5. Kernels must be symmetric and positive semi-definite
1. “Constructing appropriate positive definite kernels is not a simple task, and this has largely been the reason why, with a few exceptions, kernel methods have mostly been confined to Euclidian spaces…”
6. When working in discrete spaces, the most common approach with kernels has been to find some mapping from the discrete to continuous spaces (for example, transforming a text to a bag/count of words)
7. The kernels they propose for graphs they call diffusion kernels
8. Start out with a kernel for discrete data called exponential kernels
9. In discrete case, positive semi-definiteness means:
1. x ∈ Xx’ ∈ X  fx fx’ K(x,x’) ≥ 0
10. In the discrete case, for ﬁnite X , the kernel can be uniquely represented by an |X| × |X| matrix (which we shall denote by the same letter K) with rows and columns indexed by the elements of X , and related to the kernel by Kxx’ = K(x,x’).”
11. Defines the exponential of a square matrix – the exponential of any symmetric matrix is symmetric positive semi-definite so it may be used as a kernel
12. Tensor products and conjugacy <that passed me by>
13. Onto diffusion kernels on graphs
14. For a graph Γ, the heat equation H <is a matrix> s.t.
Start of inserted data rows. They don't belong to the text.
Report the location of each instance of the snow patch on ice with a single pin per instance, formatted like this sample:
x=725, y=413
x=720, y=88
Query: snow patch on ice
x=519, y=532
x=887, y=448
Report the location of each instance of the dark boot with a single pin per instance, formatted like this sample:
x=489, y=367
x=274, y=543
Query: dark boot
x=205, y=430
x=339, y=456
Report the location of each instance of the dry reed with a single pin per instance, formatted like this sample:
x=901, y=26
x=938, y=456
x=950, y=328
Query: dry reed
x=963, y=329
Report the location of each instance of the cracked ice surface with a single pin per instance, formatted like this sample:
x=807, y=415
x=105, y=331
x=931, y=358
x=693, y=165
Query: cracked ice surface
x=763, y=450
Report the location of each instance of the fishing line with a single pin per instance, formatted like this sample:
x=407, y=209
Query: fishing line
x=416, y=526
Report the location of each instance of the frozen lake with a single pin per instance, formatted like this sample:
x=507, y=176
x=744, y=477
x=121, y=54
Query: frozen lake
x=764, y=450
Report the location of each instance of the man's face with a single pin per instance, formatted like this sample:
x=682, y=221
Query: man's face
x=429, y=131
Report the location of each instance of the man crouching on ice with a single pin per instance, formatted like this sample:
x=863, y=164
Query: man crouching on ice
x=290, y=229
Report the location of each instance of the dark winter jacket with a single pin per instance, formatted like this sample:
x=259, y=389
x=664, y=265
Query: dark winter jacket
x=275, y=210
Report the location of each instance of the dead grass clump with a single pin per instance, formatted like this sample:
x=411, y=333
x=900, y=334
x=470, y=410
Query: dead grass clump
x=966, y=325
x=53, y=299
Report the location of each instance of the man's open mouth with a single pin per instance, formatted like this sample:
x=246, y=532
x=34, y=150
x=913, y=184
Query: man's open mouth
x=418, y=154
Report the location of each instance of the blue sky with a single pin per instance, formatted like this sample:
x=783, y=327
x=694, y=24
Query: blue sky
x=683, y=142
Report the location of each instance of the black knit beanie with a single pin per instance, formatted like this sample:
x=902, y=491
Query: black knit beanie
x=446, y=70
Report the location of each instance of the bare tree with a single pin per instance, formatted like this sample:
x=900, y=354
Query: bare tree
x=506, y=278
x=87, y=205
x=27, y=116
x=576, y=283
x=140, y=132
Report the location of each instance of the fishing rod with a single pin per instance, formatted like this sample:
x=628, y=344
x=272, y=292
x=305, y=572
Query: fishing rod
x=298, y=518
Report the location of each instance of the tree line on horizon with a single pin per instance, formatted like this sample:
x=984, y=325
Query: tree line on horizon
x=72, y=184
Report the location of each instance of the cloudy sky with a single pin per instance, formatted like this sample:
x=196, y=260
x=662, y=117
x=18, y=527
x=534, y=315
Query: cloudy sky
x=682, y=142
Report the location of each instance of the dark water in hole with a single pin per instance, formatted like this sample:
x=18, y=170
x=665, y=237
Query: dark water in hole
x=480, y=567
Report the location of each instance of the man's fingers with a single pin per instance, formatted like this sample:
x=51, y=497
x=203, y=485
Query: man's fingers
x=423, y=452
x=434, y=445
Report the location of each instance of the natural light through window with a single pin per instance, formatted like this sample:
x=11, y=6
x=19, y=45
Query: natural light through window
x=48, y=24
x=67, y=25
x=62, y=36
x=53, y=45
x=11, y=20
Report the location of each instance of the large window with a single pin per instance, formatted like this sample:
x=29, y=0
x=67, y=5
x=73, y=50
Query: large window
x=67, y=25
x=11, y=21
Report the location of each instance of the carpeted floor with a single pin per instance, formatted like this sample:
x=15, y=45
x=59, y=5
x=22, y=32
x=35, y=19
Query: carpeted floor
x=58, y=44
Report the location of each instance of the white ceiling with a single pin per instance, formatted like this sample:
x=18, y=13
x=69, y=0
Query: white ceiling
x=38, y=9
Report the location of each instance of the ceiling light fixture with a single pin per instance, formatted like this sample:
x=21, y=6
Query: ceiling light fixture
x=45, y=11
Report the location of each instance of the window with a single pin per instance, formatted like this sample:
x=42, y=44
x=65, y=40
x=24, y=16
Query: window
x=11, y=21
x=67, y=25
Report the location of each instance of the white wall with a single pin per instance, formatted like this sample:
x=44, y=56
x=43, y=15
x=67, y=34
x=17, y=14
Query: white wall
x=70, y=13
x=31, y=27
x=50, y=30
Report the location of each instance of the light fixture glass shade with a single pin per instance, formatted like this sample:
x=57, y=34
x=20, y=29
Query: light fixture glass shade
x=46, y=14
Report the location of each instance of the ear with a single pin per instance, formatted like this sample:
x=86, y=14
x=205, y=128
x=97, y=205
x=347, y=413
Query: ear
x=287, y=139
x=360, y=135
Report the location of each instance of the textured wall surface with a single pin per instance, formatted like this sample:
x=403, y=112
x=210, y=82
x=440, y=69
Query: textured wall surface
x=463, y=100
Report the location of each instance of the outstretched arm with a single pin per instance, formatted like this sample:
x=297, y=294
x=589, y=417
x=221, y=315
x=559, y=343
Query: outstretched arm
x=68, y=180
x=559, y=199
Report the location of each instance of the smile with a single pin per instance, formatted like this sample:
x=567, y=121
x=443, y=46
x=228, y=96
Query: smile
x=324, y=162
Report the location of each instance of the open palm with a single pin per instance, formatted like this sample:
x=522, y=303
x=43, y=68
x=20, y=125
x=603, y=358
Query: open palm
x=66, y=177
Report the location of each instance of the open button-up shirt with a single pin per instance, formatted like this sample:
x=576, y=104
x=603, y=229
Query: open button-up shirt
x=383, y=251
Hij = :
1. 1 if i is connected by an edge to j
2. di if i=j, where di is the degree of vertex i
3. 0 otherwise
15. The negative of this is the graph Laplacian of Γ
16. H can be regarded as an approximator, and H/h2 approaches the continuous laplacian as h → 0
1. In physics this equation is used to approximate the diffusion of heat (and other substances) through a continuous media.
17. The resulting kernels HKβ are called diffusion kernels or heat kernels
18. “To the best of our knowledge, diffusion kernels have not been proposed previously for direct use in kernel-based learning algorithms.”
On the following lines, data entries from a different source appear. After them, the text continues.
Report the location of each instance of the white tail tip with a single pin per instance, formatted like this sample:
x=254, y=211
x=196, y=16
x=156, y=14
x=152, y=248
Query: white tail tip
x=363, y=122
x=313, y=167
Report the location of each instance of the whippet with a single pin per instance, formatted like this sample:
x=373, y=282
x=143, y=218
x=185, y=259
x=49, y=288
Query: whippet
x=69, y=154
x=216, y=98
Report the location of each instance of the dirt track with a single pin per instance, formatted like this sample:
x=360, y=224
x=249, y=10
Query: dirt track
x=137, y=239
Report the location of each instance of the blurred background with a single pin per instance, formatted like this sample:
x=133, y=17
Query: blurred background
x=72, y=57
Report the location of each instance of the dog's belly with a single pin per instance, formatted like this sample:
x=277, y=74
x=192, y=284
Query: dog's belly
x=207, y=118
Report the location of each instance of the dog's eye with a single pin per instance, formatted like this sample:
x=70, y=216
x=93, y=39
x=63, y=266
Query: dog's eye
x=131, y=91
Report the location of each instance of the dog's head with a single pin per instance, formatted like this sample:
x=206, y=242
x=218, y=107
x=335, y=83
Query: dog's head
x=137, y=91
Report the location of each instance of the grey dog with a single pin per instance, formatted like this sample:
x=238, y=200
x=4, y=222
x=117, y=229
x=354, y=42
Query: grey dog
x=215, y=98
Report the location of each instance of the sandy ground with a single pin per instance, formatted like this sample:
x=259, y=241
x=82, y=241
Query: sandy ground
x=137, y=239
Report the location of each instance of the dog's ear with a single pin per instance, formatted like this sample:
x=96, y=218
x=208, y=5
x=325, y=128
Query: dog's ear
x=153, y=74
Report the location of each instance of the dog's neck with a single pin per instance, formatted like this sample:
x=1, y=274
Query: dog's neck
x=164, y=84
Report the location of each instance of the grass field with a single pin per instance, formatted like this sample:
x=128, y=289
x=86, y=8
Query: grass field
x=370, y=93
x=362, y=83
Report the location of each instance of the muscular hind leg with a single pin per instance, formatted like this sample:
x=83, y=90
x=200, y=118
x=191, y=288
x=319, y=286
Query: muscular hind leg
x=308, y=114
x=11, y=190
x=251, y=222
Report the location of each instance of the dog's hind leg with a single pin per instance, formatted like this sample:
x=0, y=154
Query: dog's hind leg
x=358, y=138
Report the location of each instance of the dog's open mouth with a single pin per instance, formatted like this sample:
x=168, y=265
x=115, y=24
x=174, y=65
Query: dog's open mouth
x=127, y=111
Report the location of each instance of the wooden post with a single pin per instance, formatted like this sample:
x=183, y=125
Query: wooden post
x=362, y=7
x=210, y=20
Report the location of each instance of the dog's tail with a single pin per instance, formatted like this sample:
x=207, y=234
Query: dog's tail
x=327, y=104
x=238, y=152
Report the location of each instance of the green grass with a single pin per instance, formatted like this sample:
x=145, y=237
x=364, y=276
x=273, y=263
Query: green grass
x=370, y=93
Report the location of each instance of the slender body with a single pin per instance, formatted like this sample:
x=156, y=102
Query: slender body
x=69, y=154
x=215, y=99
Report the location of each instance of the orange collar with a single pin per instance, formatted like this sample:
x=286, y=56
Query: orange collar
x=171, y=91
19. This extends simply to unweighted graphs as well as symmetric graphs
1. <But what about assymetric graphs?>
20. Equations for unweighted <I suppose undirected> graphs, closed chains, trees
1. These can be used “… as building blocks for tensor product kernels.”
2. For example, bit (or over any discrete alphabet) strings can be composed in this way to generate a Hamming distance
3. Other methods of string distances for looking for  contiguous substrings.  The kernel used approaches a result obtained by dynamic programming
21. In the first set of experiments diffusion kernels are used for classification “For such problems, it is often quite unnatural to encode the data as vectors in Euclidean space to allow the use of standard kernels. However as our experiments show, even simple diffusion kernels on the hypercube, as described in Section 4.4, can result in good performance for such data.”
1. “Data sets “having a majority of categorical variables were chose; any continuous features were ignored.”
2. Used “voted perceptron” for training <don’t know what that is>
3. Diffusion and Hamming kernels were used.  “The reduction in error rate varies, but the simple diffusion kernel generally performs well.”
4. <I’m not sure what conclusion I’m supposed to draw from these results – where are the comparisons to other algorithms?  Compares well to Hamming distance?  I would have liked to see results from other more impressive approaches.>
22. “We showed how the explicit calculation of diffusion kernels is possible for specific families of graphs, and how the kernels correspond to standard Gaussian kernels in a continuous limit.”
23. “While the tensor product construction allows one to incrementally build up more powerful kernels from simple components, explicit formulas will be difficult to come by in general.”